明治期の佐賀の偉人のパネル展や嬉野茶、丸ぼうろのふるまいを楽しむ来場者=有田町のアリタセラ

 幕末明治期に有田焼、嬉野茶、佐賀の菓子を広めた人物を顕彰する「明治佐賀偉人見聞録展」が15日、有田町赤坂のアリタセラ(有田焼卸団地)で始まった。業績をたたえるパネルの展示などに買い物客らが見入っている。11月25日まで。

 有田焼は実業教育の草分けの江越礼太ら、嬉野茶は長崎の茶貿易商の大浦慶、菓子は森永製菓創業者の森永太一郎ら12人を紹介。
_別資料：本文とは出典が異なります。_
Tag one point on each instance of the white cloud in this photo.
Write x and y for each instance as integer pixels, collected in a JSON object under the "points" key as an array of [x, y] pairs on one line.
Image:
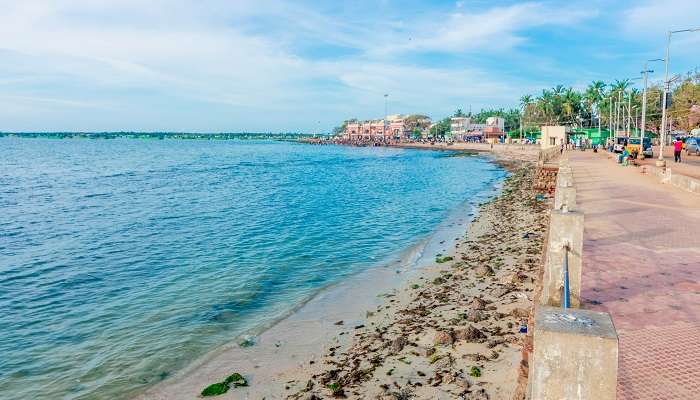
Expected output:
{"points": [[238, 65], [494, 29]]}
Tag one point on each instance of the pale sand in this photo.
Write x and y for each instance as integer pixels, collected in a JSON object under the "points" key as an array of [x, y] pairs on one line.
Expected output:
{"points": [[308, 350]]}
明治維新150年を記念して同団地協同組合が開き、明治期の華やかな有田焼の復刻版をテーブルコーディネートした展示もある。

 15日のオープニングイベントでは茶農家で副島園の副島仁代表による無農薬の嬉野茶や、大串製菓店(神埼市)の大串久昭店主が実演する焼きたての丸ぼうろで来場者をもてなした。ふるまいは9月17日まで。

 窯元で染付を35年担ったという70代の馬場久枝さん=有田町=は「先人たちのおかげで有田焼が続いていることに感謝したい」と話していた。